Imaro
Legend
Sure, but then you have all the flaws of 3.5. There will always be something missing, and knowing that you _could_ expand your system relatively easily and it might even happen eventually anyway is more attractive to me then the having a system with fundamental flaws.
Why is this true? My philosophy is if you don't have enough of a game, or it's not fleshed out to the point of your previously released edition (talking core only here)... you should really reconsider releasing the new edition until you do have enough material to make it equal to your previous offerings. Case in point Exalted 2nd edition actually had more in it than Exalted 1e and while I have since stopped playing Exalted 2nd, I don't feel like I wasted my money on it. 4e not so much.
The question is which flaws you percieve, which of them can be considered fundamental and will most likely not be overcome without rebuilding the system? This isn't always a clear-cut system, otherwise we'd all play one edition.
I'm a little lost on this logic but I believe my answer above encompasses this questiion as well.
But aren't you just causing the system to break down if you want this? "I have Thievery +9, but I really want to emphasize on lock-picking, so I take this feat that adds me +3 to it for picking locks. But then another one comes and says "but there are different types of locks, and I find it important my character is best at picking Dwarven Treasure Locks,so I pick this feat to get another +3" - at some point you break the "ceiling" of expected bonuses, and this will be a problem. And if it doesn't cause a problem, the fact that you were able to mechanically diversify your character here will probably also not matter for the actual game effects, so you could just cut out the entire game mechanics and just say "I am best at picking Dwarven Treasure Locks!" and still use the same Thievery +9 bonus for it.
Uhm, no...You see by breaking the skills down in a more granular way (Heck even just having the ability to specialize) yet creating a blanket rule that a skills total cannot go above a certain number...you can avoid this problem. If the average range for skills at 1st level is a +5 to +8 total, you make it so that no one can have a total skill bonus above +10...no matter what they stack. Thus someone who wants to be really good at a specialization has that option without it being an infinite and uncontrollable number.
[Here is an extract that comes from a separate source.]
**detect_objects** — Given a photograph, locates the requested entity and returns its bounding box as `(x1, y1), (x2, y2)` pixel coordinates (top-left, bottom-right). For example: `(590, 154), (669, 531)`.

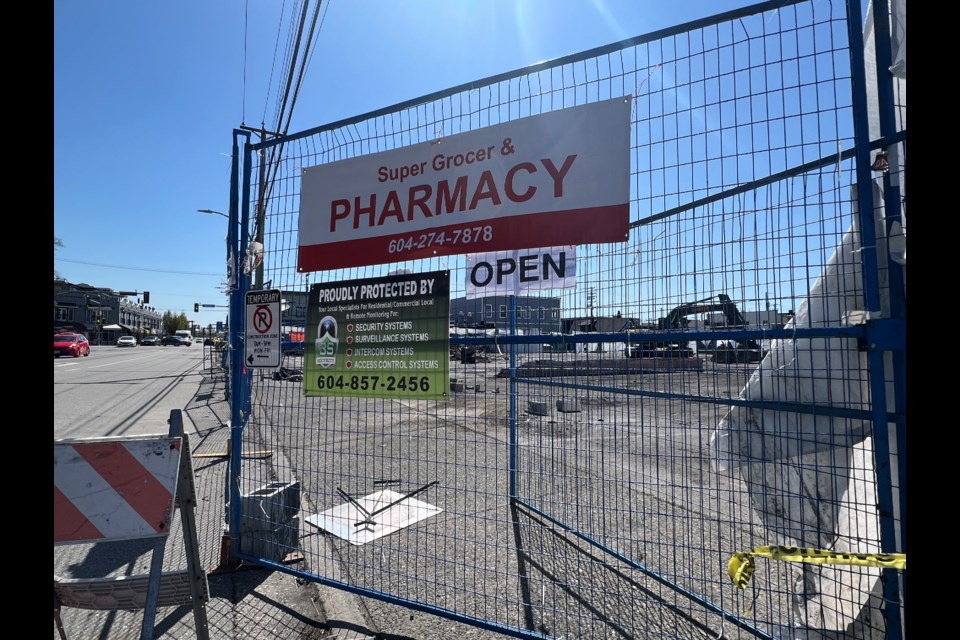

If you're only interested in one specific subsystem, pick the game that does this one best. But if you notice that you also need others, and the system with the best subsystem offers bad others, you have to make trade-offs.
Huh? The designers at WotC stressed how good the skill system they created was going to be, and how it was going to be leaps and bounds beyond 3.5. Yet, IMO, it's the same skill system with extended rolls now (something other game systems have been doing for years, and much better than D&D) with less options of what skills to use, because it's been cut back so much.
For someone who wanted to be better at a specific aspect of Thievery for instance and not another, it is pretty easy to do. If your trained in Thievery (as I assume one would be if this was part of their character concept). Then the +5 for Trained I would simply only count for when that aspect of Thievery is used, for everything else use the Untrained number. Fairly simple.
This isn't being "better" in a specialization of thievery...it's being sub-par in everything but your specialization in which your the same as an average individual who was trained...there's a big difference.
And exactly which ones are the "adventure" tasks? The problem is that "adventure" has been redefined as "dungeon crawling", and there are many more things that make up for a good story (and a good game, too). Haggling with merchants, running keeps or domains, equipping and managing militia men for an upcoming orc invasion, womanizing between fights, hunting and foraging while traveling... I like to have these things reflected in my games, and I don't see the reason why these should be "just winged up" and combat should be played to the lesser minutiae, blow by blow.
If I want a detailed system, I want the same level of detail for everything. If I'm playing make-believe, I don't want to slow things down with a battlemat and miniatures when combat comes up.
QFT, this is why people make the claim that D&D 4e has less roleplay. While not correctly stated, I get the gist of it. I think it's more 4e has less trappings, mechanics, and tools, to mechanically represent the effects of those things I wish to portray through my roleplaying, As opposed to those things centered around the pure game aspect of the rpg (mostly combat).